Scientific classification
- Kingdom: Plantae
- Clade: Tracheophytes
- Clade: Gymnospermae
- Division: Pinophyta
- Class: Pinopsida
- Order: Cupressales
- Family: Cupressaceae
- Genus: Juniperus
- Section: Juniperus sect. Sabina
- Species: J. seravschanica
- Binomial name: Juniperus seravschanica Kom.
- Synonyms: Juniperus polycarpos var. seravschanica (Kom.) Kitam. ; Juniperus macropoda Boiss. ;

= Juniperus seravschanica =

- Genus: Juniperus
- Species: seravschanica
- Authority: Kom.

Species of conifer

Juniperus seravschanica is a species of juniper. Common names include Pashtun juniper (اوبښته ōbəx̌ta, "[a species] which sucks water"; Pashto: پښتني صنوبر).

It ranges from southernmost Kazakhstan through Kyrgyzstan, Tajikistan, eastern Uzbekistan and Turkmenistan, to northern and eastern Afghanistan, northern Pakistan, and Kashmir. Outlying populations are found in the mountains of southeastern Iran – near Kuhbanan, Rabor, and on Kuh-e Khabr in the Hazaran range – and the Hajar Mountains of Oman.

Juniperus seravschanica is sometimes classified as a subspecies of J. polycarpos or J. excelsa.

==Distribution==
Juniperus seravschanica occurs in the higher-elevation forests in Kazakhstan, Kyrgyzstan, Tajikistan and Uzbekistan, which the World Wildlife Fund calls the Gissaro-Alai open woodlands. In this general region Juniperus turkestanica, J. semiglobosa, maples (Acer spp.), almonds (Prunus amygdalus), and roses (Rosa spp.) also occur (although not necessarily in the same habitats). In eastern Afghanistan it also occurs in upper-montane woodlands of J. seravschanica which occur at elevations between 3,100 and 3,300 m, in the territory the WWF has delineated as East Afghan montane conifer forests, and in the open xeric woodlands at elevations of 1,500-2,000 m, further south in the Baluchistan xeric woodlands of southern Afghanistan and Pakistan's Balochistan Province.

A substantial but dwindling forest of J. seravschanica is found in Ziarat District and Kalat District of Pakistan, as well as Zarghun Ghar Zarghoon Mountains near Quetta and Harboi including some are found in Koh-i-Takatu and Koh-i-Murdaar adjacent to Quetta in northern and central Balochistan, and surrounding parts of southeastern Afghanistan. The largest compact block is the Ziarat Juniper Forest in Ziarat and surroundings on an approximate range of about 700000 acre.

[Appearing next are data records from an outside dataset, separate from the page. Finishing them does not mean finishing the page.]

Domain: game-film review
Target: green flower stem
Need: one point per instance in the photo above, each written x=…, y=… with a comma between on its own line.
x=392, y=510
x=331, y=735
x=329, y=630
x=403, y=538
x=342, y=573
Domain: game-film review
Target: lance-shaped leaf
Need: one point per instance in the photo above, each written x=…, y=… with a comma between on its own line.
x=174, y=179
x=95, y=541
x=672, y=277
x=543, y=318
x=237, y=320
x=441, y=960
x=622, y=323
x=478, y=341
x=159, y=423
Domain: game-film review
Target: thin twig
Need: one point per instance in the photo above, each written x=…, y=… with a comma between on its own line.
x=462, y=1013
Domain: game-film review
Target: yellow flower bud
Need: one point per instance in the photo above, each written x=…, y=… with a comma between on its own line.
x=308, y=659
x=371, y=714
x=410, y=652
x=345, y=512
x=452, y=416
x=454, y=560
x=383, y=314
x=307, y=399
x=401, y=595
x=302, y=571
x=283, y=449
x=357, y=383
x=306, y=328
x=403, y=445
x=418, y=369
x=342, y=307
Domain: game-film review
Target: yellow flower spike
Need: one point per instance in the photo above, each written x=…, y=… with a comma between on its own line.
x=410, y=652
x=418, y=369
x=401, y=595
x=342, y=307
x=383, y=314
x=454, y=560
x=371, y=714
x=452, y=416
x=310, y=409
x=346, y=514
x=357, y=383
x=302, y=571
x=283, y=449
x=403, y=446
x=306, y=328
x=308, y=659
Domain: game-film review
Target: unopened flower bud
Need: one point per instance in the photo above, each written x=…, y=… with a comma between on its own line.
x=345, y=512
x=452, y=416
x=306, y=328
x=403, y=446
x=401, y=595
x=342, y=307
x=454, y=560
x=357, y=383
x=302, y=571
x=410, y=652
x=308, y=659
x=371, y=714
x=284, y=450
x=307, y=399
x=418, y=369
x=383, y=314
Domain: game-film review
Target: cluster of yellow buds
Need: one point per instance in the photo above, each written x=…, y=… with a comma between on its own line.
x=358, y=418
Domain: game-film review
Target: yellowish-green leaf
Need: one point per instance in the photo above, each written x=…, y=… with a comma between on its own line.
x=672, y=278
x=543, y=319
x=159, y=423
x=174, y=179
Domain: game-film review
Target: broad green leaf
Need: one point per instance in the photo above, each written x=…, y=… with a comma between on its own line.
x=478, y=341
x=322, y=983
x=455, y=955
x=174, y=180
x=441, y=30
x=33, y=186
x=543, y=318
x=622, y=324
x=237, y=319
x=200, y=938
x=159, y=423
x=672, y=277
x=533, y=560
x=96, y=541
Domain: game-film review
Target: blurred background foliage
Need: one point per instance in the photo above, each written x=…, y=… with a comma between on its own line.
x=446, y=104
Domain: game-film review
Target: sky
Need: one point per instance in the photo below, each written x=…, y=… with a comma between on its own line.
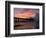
x=25, y=12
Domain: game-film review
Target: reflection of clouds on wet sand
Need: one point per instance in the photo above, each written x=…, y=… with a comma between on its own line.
x=26, y=18
x=25, y=13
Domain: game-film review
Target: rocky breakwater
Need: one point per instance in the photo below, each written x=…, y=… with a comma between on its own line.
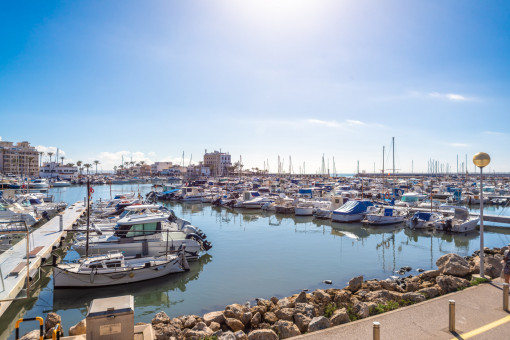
x=309, y=312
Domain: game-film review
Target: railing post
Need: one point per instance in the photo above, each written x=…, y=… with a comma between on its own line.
x=505, y=297
x=377, y=330
x=452, y=315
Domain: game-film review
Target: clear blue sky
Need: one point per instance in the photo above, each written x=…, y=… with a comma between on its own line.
x=151, y=79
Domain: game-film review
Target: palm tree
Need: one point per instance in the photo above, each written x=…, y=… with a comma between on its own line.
x=41, y=153
x=30, y=160
x=78, y=164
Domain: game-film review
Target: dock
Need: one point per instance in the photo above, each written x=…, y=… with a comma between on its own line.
x=13, y=262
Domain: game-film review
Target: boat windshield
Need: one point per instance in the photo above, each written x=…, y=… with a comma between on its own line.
x=134, y=230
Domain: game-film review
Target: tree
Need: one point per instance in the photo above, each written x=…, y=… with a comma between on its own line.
x=87, y=166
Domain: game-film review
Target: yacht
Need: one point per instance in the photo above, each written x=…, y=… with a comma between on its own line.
x=147, y=235
x=386, y=215
x=352, y=211
x=114, y=269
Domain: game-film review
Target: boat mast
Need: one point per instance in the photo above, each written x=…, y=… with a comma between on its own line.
x=88, y=218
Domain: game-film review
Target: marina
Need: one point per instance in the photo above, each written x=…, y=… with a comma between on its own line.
x=335, y=245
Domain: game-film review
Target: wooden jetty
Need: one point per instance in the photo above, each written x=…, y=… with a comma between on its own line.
x=13, y=262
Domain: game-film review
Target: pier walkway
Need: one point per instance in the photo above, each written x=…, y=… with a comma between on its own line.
x=479, y=315
x=13, y=261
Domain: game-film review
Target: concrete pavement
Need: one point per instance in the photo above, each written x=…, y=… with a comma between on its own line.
x=475, y=307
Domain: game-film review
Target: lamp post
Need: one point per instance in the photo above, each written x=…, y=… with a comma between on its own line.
x=481, y=160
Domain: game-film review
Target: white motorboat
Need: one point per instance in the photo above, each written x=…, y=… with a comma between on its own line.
x=424, y=220
x=461, y=222
x=351, y=211
x=59, y=184
x=114, y=269
x=386, y=215
x=40, y=183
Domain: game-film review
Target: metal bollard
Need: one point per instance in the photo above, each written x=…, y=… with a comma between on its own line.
x=505, y=297
x=377, y=330
x=452, y=315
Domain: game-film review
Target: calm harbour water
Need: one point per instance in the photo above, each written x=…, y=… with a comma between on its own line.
x=255, y=254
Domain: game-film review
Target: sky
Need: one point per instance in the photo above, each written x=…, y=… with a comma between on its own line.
x=259, y=79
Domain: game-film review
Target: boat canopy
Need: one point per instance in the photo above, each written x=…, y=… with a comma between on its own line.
x=353, y=207
x=425, y=216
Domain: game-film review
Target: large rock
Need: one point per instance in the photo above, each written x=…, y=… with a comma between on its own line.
x=234, y=311
x=234, y=324
x=270, y=317
x=453, y=264
x=285, y=303
x=355, y=283
x=79, y=328
x=302, y=321
x=256, y=320
x=240, y=335
x=199, y=331
x=52, y=319
x=306, y=309
x=301, y=298
x=361, y=310
x=262, y=334
x=450, y=283
x=287, y=329
x=414, y=297
x=339, y=317
x=322, y=296
x=285, y=314
x=318, y=323
x=342, y=297
x=161, y=317
x=213, y=317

The southernmost population of J. seravschanica is in the Hajar Mountains of Oman, where the junipers grow in the highest portions of the central range. The junipers form open woodlands at elevations of 2,100–3,000 m, sometimes co-dominant with Olea europaea.

==Conservation==
Overgrazing by camels, goats and feral donkeys has impeded regeneration of woodlands at altitudes below 2,400 m in Oman.